The coronavirus pandemic is shining a bright light on the rapid development and adoption of contact-tracing apps aimed at slowing the spread of the virus. But whether these apps are able to provide strong data privacy and protection remains in question.
Contact-tracing apps are designed to alert people to whether they are at high risk of having the virus, based on whether someone else they were recently near to or in contact with has been diagnosed with it. The app utilises Bluetooth technology to record each time two people are within a certain distance of each other for longer than a specified amount of time.
When one user registers themselves as being infected, a series of alerts are sent anonymously to other people they could have passed it on to — alongside a message advising them to go into quarantine and get tested themselves. This helps to monitor the spread of the virus, which empowers governments around the world to contain the outbreak.
However, concerns have been raised about the privacy implications of contact-tracing apps that gather data on large numbers of people.
Centralised or decentralised contact-matching?
In an effort to address data privacy concerns, Apple and Google recently introduced a “decentralised” approach to tracking each qualifying meeting between people. The system utilises Bluetooth Low Energy (LE) so that the two handsets can wirelessly “shake hands” and in the process exchange a string of randomly-generated numbers, similar to how hashing happens on a distributed ledger.
These random numbers (or hash) are then used to record matches without revealing the user’s names, location, or sensitive information.
The tech giants believe that this approach will provide more privacy since it limits the ability of either authorities or a hacker to use the computer server logs to track specific individuals and identify their social interactions.
By contrast, other countries are pursuing “centralised’ designs. This would give them more insight into the number of alerts being sent out and potentially the ability to re-identify users, meaning they would not be truly anonymous.
Contact-tracing apps in Africa
Across Africa, a growing number of contact-tracing apps are cropping up promising to help ease the lockdown restrictions in several countries. In Nigeria, a mobile app called Safety Visa is currently under user testing to ramp up efficient contact tracing for Nigeria’s frontline workers. Unlike other apps that use Bluetooth, Safety Visa is a location-tracking mobile app that alerts essential services workers if a case is confirmed within a 100m radius of the locations they visit.
“The application tracks your whereabouts and alerts you if you have been exposed,” said Abel Ekele, Founder of Trivoda Digital, the company behind the mobile-tracking app.
Safety Visa is particularly suited for use in Nigeria where reliance on smartphone surveillance tech is practically impossible given that only 10-20% of the population own handsets that could install apps.
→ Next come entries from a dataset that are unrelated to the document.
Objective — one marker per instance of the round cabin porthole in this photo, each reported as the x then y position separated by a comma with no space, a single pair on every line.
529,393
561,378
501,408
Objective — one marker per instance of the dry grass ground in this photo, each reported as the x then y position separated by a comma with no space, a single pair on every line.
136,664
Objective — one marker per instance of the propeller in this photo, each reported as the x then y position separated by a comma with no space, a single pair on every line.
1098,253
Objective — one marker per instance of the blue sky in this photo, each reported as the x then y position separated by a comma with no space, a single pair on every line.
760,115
Nonetheless, data privacy is a primary concern for many startups developing tracking apps in Africa.
In Europe, the General Data Protection Regulation (GDPR) is the main privacy law that allows the processing of sensitive private information when it is in the interest of public health. Sadly, laws like these that also provide strict provisions regarding access and use of personal data are lacking across Africa—the exception being Kenya, Ghana, Rwanda, and Nigeria.
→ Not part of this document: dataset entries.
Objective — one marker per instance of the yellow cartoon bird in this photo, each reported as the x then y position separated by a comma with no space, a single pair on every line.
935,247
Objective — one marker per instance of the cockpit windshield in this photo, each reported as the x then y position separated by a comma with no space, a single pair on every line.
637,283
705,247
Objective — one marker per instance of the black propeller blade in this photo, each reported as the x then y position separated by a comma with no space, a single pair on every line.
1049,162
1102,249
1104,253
Kenya’s privacy guidelines—considered to be on par with GDPR—require organisations to have clear consent measures when it comes to sharing and handling of user data. Failure to comply can result in hefty fines. Nigeria has a similar provision available under the country’s Nigeria Data Protection Regulation (NDPR).
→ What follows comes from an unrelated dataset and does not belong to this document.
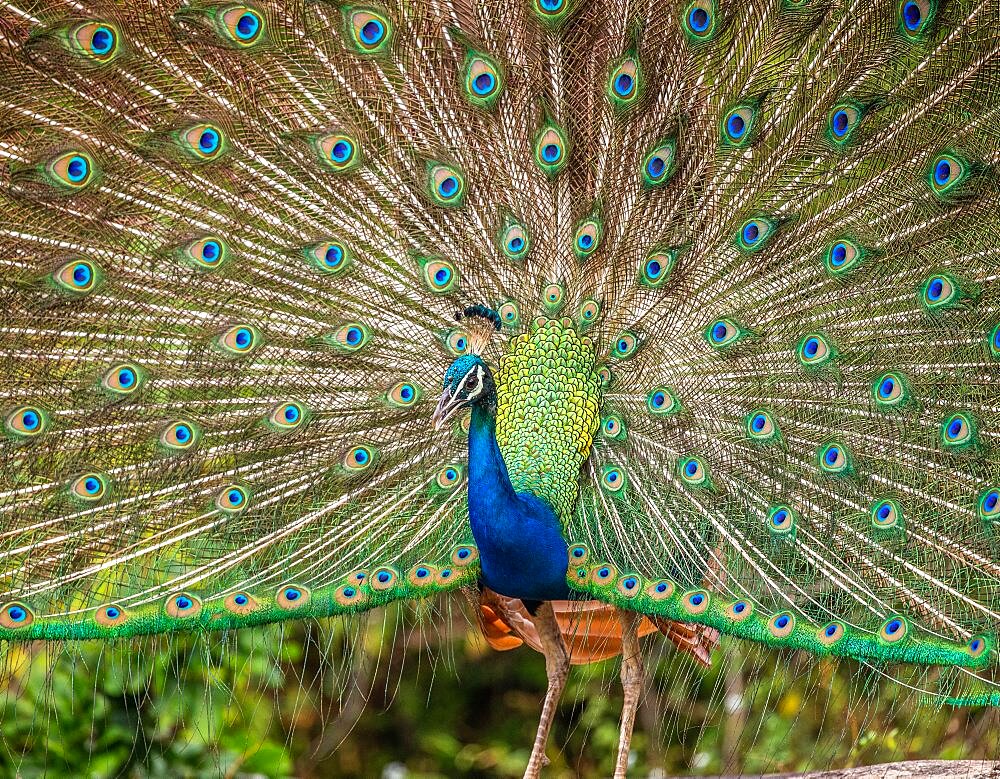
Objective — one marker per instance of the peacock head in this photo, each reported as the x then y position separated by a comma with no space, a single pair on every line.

Rwanda has clamped down on its personal data protection with regulations around consent from individuals. South Africa is still toying with its Protection of Personal Information Act, but this is very likely to be signed into law fairly soon. These regulations are all essential in a time when data privacy and security are under scrutiny and governments are being urged to do more to bring the crisis under control.
For contact-tracing apps, safeguarding user privacy is not an option. Efforts must be made to ensure the models being used to interpret people’s data are transparently communicated to the public and that privacy rights are upheld.
One app that has been lauded for following this practice is Singapore’s TraceTogether App. It uses Bluetooth to identify when users are within 2m of another for more than 30 minutes.
The information is stored in an encrypted form on each person’s phone and Singapore’s Ministry of Health must get their consent to upload it for contact tracing. Moreover, third-parties cannot use the data to identify individuals.
A similar approach could help African governments to provide strong data protection for location-tracing apps. In addition, it would ensure that measures that infringe upon privacy are temporary and limited in purpose.
“When this is over, that is assuming that this is not our new normal, users can request for their entire data to be deleted from the platform,” Ekele said.
Technologies such as Bluetooth, GPS and Artificial Intelligence have enhanced the efficiency of tracing. But contact-tracing tools should take privacy issues into consideration and be used solely to help suppress the spread of the disease.